Hasidic men most commonly wear dark (black or navy) jackets and trousers and white shirts. They will usually also wear black shoes. On weekdays they wear a long, black, cloth jacket called a rekel and on Jewish Holy Days the bekishe zaydene kapote (Yiddish, lit. satin caftan), a similarly long, black jacket but of satin fabric traditionally silk. The preference for black comes from a decree made by community rabbis in the 18th century stipulating that black outer garments be worn on the Sabbath and Jewish Holy Days out of the home, as opposed to the shiny, colorful kaftans that were worn prior to that time. The rabbis thought that brightly colored clothes might arouse resentment amongst non-Jews, which could lead to violence. Indoors the colorful tish bekishe is still worn.

On the Sabbath the Hasidic Grand Rabbis (rebbes) traditionally wore a white bekishe rather than a black one. This practice has fallen into disuse except for a minority of rebbes, such as Toldos Aharon and Lelov, and by Hungarian rebbes such as Tosh and Satmar. Many rebbes wear a black silk bekishe that is trimmed with velvet (known as stro-kes or samet) and in those of Hungarian lineage a gold designed or other coloured, tish bekishe or khalat (especially during the tish or during the prayers that come right before or after the tish).

Some Hasidim wear a satin overcoat, known amongst Hungarian and Galitsyaner Hasidim as a rezhvolke, over the regular bekishe. A rebbe's rezhvolke might be trimmed with velvet. Some rebbes wear a fur-lined rezhvolke known as a tilep (Yiddish: טולעפ fur coat).

Most Hasidim do not wear neckties (with the exception of some Russian Hasidim, such as those stemming from Ruzhin, Karlin, and Lubavitch).

These are some of the religious aspects claimed by Hasidim of their dress code. The connections are quite tenuous and the real reasons for the Hasidic dress code are historical and sociological and not theological.

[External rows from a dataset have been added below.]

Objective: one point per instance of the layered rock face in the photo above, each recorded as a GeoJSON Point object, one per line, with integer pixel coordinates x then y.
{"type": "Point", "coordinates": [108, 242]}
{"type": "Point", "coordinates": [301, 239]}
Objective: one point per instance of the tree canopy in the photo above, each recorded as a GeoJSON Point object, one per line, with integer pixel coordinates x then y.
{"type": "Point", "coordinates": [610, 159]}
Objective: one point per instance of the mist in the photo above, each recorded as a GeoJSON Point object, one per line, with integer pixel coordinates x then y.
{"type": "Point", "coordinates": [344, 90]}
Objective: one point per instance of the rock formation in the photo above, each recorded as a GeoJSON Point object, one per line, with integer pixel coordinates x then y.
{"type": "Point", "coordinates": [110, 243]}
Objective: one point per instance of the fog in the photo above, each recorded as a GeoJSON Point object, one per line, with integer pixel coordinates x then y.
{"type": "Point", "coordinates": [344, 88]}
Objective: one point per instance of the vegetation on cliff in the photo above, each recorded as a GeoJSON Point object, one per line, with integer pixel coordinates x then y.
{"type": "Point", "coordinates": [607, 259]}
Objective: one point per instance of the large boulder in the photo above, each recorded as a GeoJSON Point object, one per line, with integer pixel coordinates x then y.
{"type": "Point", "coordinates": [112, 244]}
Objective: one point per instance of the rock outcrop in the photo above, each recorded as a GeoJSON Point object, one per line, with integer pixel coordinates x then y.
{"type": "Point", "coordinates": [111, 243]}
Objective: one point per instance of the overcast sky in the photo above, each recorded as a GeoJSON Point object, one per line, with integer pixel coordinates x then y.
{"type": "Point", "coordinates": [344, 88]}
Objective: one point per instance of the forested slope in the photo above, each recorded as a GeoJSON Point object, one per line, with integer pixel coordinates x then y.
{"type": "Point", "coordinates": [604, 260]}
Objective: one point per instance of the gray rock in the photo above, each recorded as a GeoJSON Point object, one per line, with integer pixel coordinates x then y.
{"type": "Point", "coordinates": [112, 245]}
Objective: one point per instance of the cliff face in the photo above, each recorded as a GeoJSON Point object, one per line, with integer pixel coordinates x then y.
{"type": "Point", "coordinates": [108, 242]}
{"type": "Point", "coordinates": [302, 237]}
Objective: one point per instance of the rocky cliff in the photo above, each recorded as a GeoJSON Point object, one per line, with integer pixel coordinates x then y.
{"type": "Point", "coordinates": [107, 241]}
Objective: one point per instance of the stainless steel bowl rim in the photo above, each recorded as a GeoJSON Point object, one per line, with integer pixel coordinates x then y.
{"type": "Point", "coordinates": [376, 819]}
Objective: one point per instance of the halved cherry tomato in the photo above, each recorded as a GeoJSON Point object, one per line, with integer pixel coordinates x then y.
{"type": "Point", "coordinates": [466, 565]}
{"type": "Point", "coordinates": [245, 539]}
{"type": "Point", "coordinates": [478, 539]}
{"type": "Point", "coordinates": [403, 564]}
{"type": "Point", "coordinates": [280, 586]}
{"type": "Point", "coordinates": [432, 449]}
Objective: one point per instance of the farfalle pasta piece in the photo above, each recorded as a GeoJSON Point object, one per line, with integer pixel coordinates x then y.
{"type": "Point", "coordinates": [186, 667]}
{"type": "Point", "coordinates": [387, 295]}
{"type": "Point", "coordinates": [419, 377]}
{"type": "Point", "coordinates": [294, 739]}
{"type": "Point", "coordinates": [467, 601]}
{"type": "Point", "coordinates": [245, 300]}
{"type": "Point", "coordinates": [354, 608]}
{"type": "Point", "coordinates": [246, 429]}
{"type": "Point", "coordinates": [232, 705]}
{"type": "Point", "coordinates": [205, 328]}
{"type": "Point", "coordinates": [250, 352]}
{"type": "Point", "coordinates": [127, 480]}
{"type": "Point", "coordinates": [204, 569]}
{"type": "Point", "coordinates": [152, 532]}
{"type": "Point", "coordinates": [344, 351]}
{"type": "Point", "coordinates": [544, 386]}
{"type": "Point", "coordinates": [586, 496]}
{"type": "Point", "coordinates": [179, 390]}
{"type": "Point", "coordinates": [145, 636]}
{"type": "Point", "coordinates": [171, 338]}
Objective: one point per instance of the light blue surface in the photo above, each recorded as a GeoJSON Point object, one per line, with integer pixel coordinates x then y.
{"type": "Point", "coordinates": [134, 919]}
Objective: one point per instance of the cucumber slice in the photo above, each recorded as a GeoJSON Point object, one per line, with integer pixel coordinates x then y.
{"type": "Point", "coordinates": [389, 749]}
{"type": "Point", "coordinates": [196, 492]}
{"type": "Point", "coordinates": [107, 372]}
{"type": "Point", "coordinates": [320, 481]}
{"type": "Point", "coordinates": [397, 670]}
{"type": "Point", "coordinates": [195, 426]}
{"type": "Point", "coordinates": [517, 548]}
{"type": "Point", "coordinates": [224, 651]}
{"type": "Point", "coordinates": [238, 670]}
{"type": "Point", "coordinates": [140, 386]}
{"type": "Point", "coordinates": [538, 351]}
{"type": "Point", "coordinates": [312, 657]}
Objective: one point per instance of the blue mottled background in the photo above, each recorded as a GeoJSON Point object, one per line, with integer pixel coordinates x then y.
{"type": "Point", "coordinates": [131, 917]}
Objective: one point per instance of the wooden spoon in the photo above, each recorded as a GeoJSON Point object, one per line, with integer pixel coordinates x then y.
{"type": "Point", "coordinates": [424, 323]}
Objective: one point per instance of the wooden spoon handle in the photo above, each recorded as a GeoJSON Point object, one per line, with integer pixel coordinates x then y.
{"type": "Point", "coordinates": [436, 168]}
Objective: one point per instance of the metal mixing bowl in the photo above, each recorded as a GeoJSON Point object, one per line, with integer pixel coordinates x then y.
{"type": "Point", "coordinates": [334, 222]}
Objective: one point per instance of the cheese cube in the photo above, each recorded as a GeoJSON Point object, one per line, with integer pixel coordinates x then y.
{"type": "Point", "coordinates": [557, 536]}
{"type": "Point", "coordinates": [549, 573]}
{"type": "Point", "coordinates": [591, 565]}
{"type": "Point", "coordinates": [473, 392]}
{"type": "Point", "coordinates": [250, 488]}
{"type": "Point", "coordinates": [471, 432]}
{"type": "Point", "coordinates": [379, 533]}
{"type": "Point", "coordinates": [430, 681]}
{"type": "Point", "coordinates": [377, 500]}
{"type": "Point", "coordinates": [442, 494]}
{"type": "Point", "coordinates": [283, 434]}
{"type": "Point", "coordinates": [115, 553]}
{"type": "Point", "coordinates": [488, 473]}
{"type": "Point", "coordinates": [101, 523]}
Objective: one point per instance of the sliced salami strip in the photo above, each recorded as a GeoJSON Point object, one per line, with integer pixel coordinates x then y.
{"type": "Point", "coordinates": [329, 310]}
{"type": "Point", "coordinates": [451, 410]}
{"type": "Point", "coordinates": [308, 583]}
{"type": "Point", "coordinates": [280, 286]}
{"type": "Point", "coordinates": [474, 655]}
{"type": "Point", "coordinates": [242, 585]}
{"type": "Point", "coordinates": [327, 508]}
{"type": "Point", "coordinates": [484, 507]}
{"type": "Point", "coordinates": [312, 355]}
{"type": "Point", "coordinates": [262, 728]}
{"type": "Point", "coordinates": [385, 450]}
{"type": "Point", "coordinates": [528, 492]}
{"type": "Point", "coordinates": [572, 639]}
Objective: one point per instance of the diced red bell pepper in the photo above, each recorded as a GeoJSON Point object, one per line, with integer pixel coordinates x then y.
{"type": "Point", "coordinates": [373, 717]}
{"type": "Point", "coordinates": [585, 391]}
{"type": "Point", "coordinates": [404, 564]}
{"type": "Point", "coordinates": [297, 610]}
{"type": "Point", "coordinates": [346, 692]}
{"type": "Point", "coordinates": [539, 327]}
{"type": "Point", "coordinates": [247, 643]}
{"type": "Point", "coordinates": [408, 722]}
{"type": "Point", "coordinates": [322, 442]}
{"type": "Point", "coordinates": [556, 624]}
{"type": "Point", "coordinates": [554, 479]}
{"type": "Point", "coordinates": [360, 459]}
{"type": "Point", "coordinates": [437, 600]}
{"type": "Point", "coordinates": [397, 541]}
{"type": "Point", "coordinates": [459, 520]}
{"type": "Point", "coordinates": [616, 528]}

  • Bekishe or rekelech serve as a sign of modesty and cover almost the entire body.
  • The bekishe (kapote) is made of silk because of the Biblical prohibition of shaatnez (today it is common to make it out of polyester).
  • The fur lined shtreimel alludes to the law of shaatnez and began as a way of keeping warm without wearing wool.
  • Shoes worn on the Sabbath may be plain black slip-ons so as not to have to make a knot which is prohibited on that day and so as not to touch the shoes (which would ritually defile one's hands, requiring ritual purification through washing with a special vessel).
  • A gartel divides the Hasid's lower parts from his upper parts, and are mentioned in the Talmud and Shulhan Arukh as a way to "prepare to meet your God".
  • For Kabbalistic reasons Hasidim button their clothes right over left.
  • The Sabbath dress of Hasidim resembles the description of the High Priest's dress in the Bible (this is particularly tenuous and the similarity is not apparent at all).
  • Some Hasidim wear breeches tucked in white socks so the trouser-bottoms do not touch the ground (which in former times was likely to be a source of waste, which is a Biblical prohibition).